Testing Ising Models
This addresses the intractability of distribution testing in high dimensions for statisticians and computer scientists, offering a novel approach for structured data, though it is incremental as it builds on existing testing problems by applying them to a specific model.
The paper tackles the problem of testing independence and goodness-of-fit for high-dimensional distributions, which typically requires exponential sample complexity, by focusing on structured distributions like Ising models. It demonstrates that in this setting, sample and time efficient testers can be developed, avoiding the curse of dimensionality.
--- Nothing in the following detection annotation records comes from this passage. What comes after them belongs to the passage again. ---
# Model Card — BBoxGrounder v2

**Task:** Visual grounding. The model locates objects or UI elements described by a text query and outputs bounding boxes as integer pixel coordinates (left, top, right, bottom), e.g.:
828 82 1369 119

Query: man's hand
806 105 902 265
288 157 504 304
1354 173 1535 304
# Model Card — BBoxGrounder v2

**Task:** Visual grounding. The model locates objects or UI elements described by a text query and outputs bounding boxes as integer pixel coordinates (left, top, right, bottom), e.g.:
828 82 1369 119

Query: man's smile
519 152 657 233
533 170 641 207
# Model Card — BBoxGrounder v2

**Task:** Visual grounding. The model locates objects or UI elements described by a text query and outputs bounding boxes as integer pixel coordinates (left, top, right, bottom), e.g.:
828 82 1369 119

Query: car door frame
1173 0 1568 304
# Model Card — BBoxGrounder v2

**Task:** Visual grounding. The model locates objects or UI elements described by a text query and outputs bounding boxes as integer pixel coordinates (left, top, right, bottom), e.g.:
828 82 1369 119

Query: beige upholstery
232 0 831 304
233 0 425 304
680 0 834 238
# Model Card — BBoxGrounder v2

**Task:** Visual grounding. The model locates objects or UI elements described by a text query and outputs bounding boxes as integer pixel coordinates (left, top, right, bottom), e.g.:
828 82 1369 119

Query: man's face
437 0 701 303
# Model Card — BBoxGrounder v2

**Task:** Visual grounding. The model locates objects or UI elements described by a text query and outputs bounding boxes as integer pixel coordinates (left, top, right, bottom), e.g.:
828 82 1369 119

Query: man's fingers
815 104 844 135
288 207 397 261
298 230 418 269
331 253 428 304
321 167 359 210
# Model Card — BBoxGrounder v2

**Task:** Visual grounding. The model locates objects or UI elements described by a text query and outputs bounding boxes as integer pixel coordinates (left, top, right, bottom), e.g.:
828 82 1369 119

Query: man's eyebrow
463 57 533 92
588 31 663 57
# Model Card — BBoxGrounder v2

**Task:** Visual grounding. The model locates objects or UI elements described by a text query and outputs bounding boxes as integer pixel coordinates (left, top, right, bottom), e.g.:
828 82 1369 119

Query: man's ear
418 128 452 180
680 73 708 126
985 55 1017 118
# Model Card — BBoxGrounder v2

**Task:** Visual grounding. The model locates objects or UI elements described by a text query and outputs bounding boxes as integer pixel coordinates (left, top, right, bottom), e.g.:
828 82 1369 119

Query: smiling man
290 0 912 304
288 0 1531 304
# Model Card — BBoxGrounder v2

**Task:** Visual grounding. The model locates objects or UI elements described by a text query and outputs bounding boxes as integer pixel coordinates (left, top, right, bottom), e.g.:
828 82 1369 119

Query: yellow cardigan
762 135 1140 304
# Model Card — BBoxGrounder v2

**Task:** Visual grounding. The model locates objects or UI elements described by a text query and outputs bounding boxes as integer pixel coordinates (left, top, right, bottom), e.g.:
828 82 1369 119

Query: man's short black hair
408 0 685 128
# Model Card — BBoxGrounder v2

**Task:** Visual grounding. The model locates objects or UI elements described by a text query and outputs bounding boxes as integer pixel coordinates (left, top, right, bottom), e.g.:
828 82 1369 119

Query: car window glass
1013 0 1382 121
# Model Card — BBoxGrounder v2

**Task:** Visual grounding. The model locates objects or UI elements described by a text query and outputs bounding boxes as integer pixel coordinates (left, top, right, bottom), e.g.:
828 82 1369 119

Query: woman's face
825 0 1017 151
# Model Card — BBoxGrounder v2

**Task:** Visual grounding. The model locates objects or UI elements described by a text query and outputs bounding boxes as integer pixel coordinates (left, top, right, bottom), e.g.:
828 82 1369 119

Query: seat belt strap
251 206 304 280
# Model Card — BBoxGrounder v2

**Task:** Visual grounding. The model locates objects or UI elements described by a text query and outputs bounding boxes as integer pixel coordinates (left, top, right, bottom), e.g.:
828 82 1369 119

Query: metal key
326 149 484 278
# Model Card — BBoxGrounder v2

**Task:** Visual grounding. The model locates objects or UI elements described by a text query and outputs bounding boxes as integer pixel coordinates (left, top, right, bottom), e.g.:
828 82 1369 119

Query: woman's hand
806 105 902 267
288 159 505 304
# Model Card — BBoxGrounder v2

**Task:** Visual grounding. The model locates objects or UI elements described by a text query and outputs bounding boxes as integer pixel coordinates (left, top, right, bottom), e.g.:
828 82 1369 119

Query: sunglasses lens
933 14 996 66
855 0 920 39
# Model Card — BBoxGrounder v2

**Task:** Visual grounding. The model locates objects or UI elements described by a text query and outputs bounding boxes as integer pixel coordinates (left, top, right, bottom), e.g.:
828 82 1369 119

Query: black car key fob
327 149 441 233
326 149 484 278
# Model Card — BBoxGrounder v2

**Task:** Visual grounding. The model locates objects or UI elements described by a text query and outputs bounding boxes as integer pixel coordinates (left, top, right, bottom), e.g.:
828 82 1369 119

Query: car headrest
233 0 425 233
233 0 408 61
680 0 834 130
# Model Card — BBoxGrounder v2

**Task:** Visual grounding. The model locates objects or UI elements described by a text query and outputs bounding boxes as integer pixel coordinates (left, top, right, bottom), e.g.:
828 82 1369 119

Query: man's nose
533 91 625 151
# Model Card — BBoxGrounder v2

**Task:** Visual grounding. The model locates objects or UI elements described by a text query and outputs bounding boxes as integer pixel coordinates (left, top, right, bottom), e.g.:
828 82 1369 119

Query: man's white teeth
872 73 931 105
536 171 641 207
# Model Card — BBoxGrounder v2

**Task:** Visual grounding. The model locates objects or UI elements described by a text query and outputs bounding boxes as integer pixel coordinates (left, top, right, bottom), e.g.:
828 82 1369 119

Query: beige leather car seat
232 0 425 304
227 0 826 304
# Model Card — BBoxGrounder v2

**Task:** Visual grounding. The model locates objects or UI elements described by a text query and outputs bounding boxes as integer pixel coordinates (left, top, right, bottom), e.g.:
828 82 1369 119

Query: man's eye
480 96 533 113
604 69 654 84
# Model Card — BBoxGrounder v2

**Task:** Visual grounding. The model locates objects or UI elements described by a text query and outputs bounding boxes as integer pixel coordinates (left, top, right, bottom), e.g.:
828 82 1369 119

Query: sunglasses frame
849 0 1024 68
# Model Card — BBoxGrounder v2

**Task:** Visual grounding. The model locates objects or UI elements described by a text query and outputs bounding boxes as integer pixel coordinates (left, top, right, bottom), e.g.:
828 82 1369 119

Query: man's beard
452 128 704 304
Given samples from an unknown multivariate distribution $p$, is it possible to distinguish whether $p$ is the product of its marginals versus $p$ being far from every product distribution? Similarly, is it possible to distinguish whether $p$ equals a given distribution $q$ versus $p$ and $q$ being far from each other? These problems of testing independence and goodness-of-fit have received enormous attention in statistics, information theory, and theoretical computer science, with sample-optimal algorithms known in several interesting regimes of parameters. Unfortunately, it has also been understood that these problems become intractable in large dimensions, necessitating exponential sample complexity. Motivated by the exponential lower bounds for general distributions as well as the ubiquity of Markov Random Fields (MRFs) in the modeling of high-dimensional distributions, we initiate the study of distribution testing on structured multivariate distributions, and in particular the prototypical example of MRFs: the Ising Model. We demonstrate that, in this structured setting, we can avoid the curse of dimensionality, obtaining sample and time efficient testers for independence and goodness-of-fit. One of the key technical challenges we face along the way is bounding the variance of functions of the Ising model.